Jaw tumor in primary hyperparathyroidism is not always a brown tumor.

Clin Cases Miner Bone Metab

Department of Endocrinology and Diabetology, Mohammed VI University Medical Hospital of Marrakech, Medecine School of Marrakech, University Caddi Ayyad of Marrakech, Morocco.

Published: June 2016

AI Article Synopsis

  • Primary hyperparathyroidism (PHPT) is an endocrine disease characterized by excessive secretion of parathyroid hormone (PTH), leading to elevated serum calcium levels and severe bone conditions like osteitis fibrosa cystica.
  • The condition causes increased bone turnover, resulting in osteoclastomas or "brown tumors," which are benign bone lesions.
  • A rare form of PHPT, known as hyperparathyroidism-jaw tumor (HPT-JT) syndrome, can have malignant parathyroid tumors and is associated with fibrous jaw tumors and nonendocrine cancers.

Article Abstract

Primary hyperparthyrodism (PHPT) is a common endocrine disease. It results from an inappropriate parathyroid hormone (PTH) secretion relative to serum ionized calcium level. Clinical manifestation of severe PHPT include bone disease called osteitis fibrosa cystica which reflects an increase osteoclastic resorption and osteoblastic activity. This high bone turnover is responsible of the occurrence of osteoclastomas, also named "brown tumors" (1).

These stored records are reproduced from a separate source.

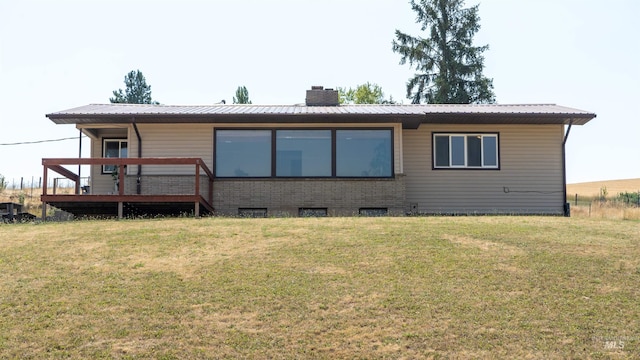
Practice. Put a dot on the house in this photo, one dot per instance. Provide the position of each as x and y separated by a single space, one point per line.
319 158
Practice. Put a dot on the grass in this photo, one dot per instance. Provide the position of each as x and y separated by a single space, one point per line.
420 287
614 187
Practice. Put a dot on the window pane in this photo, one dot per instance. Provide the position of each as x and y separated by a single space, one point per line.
490 149
243 153
442 151
303 153
123 149
474 150
457 150
363 153
112 149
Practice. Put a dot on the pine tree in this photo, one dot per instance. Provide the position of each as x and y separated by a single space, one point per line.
449 68
242 96
137 91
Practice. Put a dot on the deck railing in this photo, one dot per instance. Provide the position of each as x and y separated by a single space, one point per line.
199 167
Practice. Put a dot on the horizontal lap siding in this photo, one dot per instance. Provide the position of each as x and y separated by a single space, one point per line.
169 140
529 180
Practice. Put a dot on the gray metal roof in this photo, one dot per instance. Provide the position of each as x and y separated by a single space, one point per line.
410 115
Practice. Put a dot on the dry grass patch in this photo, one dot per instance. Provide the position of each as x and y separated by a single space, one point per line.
613 187
466 287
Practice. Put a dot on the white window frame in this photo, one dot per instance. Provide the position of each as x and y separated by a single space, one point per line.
109 169
466 165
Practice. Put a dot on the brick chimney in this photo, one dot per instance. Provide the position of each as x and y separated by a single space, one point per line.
319 96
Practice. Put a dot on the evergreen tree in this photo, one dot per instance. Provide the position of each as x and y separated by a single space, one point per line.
449 66
137 91
242 96
364 94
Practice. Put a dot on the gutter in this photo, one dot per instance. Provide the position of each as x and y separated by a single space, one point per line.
566 206
138 185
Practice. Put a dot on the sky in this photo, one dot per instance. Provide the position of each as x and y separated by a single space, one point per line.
57 55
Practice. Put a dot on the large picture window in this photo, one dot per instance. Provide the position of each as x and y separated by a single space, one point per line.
472 151
243 153
303 153
113 148
363 153
291 153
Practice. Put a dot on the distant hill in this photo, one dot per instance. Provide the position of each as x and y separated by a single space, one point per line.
614 187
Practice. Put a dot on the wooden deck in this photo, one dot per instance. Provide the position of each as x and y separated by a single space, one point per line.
122 204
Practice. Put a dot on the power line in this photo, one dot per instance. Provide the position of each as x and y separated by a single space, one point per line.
38 141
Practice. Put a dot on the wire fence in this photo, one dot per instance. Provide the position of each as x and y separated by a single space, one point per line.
624 199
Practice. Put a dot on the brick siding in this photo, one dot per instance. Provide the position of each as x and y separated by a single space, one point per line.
283 197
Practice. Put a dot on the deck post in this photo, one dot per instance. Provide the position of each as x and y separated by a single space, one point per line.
44 192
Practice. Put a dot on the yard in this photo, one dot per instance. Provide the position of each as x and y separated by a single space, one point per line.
415 287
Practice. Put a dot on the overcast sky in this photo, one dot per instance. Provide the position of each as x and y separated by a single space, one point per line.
56 55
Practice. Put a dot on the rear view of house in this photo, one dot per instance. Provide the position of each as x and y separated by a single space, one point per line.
319 158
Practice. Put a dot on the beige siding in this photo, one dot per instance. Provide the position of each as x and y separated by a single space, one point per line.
171 140
529 179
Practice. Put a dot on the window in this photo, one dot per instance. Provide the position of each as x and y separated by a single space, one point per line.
252 212
243 153
113 148
290 153
363 153
474 151
312 212
303 153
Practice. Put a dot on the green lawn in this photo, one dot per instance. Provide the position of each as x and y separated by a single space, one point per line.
420 287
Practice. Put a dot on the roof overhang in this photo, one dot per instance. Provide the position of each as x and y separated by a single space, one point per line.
411 116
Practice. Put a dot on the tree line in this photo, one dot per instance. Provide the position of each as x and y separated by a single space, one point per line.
448 65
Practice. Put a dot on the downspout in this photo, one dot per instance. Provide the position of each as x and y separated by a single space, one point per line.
138 185
566 206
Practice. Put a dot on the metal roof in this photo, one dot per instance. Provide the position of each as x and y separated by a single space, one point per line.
410 115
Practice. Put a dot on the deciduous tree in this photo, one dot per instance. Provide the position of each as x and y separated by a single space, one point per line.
449 67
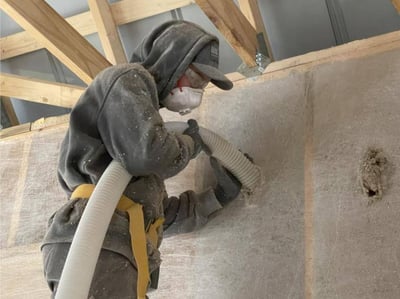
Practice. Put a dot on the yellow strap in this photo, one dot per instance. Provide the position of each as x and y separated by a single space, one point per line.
152 232
138 242
83 191
137 232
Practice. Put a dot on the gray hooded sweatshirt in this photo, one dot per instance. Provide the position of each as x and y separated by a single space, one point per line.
117 118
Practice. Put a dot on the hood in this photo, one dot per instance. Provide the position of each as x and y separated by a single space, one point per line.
169 50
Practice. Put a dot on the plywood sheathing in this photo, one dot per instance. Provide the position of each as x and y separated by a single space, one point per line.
45 24
123 12
108 31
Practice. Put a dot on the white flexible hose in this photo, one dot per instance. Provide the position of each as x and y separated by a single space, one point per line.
81 261
231 158
85 249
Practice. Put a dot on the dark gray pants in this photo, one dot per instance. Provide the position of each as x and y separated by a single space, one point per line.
115 274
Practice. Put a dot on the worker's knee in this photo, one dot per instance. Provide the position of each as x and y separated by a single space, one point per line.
115 276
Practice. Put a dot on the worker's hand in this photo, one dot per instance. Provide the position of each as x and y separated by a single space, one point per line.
228 186
199 145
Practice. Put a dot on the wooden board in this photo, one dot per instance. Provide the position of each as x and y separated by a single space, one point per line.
108 31
45 24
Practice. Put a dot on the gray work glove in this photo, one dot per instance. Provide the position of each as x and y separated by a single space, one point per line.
228 186
199 145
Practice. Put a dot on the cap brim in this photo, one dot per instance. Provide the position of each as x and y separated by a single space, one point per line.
216 76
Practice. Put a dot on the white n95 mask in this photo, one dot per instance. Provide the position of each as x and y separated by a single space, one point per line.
183 99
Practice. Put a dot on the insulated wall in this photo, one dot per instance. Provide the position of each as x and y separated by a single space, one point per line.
326 139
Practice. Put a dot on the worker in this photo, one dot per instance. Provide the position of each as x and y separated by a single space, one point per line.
117 118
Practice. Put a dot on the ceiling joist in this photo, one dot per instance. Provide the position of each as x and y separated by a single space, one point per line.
234 26
39 91
108 31
396 4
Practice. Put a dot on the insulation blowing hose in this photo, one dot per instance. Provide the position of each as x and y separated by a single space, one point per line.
231 158
85 249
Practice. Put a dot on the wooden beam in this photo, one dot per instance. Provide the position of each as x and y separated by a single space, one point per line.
60 38
39 91
234 26
38 125
124 11
396 4
9 109
251 11
108 31
16 130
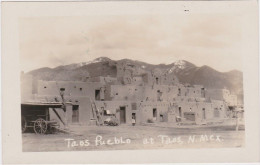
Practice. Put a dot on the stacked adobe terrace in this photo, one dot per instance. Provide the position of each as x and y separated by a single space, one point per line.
126 90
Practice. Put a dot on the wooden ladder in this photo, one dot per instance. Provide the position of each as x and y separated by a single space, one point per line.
96 114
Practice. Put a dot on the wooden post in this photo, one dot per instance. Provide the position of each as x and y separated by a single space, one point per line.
237 125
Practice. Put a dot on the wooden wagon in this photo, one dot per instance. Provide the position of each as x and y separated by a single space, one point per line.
37 116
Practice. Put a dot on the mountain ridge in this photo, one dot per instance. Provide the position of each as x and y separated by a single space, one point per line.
186 72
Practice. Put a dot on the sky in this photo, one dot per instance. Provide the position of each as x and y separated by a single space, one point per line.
215 39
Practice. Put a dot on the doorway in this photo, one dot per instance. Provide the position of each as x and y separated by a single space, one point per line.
122 115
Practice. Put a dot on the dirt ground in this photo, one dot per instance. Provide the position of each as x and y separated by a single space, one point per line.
127 137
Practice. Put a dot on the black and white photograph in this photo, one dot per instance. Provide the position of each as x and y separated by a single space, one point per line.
143 79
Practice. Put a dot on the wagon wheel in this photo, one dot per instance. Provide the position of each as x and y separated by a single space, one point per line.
24 124
40 126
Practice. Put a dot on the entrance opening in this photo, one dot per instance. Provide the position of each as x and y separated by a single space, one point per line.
97 94
134 116
216 113
157 80
154 113
159 95
180 112
122 115
161 118
203 113
75 113
179 92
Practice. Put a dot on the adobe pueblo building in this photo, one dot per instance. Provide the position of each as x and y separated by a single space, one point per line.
146 96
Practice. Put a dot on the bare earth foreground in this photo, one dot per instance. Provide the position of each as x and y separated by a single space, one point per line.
126 137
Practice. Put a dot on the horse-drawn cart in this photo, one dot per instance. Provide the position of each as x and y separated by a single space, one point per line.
37 116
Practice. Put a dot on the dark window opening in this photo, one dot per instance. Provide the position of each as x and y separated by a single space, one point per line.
75 113
159 95
161 118
180 112
134 106
97 94
203 113
154 113
216 113
189 116
179 91
122 115
133 116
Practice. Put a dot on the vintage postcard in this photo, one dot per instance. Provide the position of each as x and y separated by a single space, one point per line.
130 81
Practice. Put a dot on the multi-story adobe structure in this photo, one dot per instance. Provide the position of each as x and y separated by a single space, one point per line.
134 93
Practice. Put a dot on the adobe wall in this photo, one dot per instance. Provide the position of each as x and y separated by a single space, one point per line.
65 116
26 87
127 92
72 88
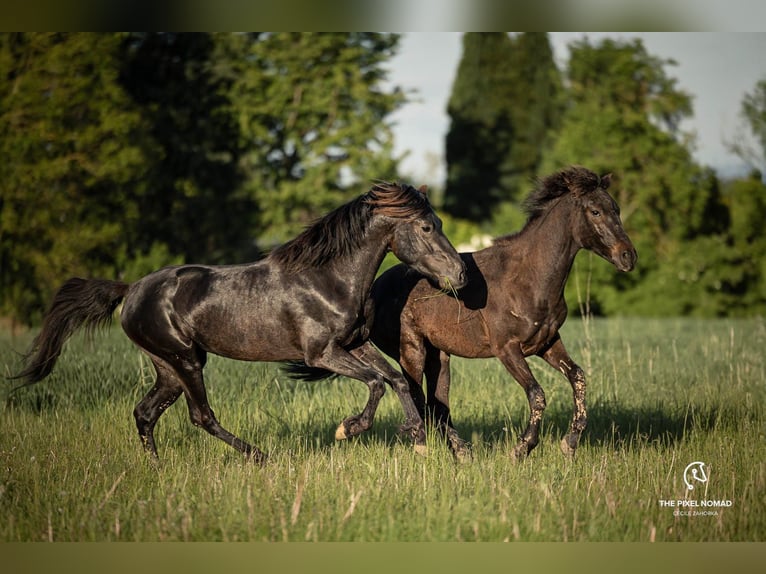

Rarely, PHPT may occur in inherited forms with association to fibrous jaw tumor that are unrelated to hyperparathyroidism. In this uncommon disease: hyperparathyroidism-jaw tumor (HPT-JT) syndrome, parathyroid tumor is frequently malignant and usually associated with nonendocrine malignancies (2). We report a case of a HPT-JT syndrome to focus on the differential diagnosis with brown tumors.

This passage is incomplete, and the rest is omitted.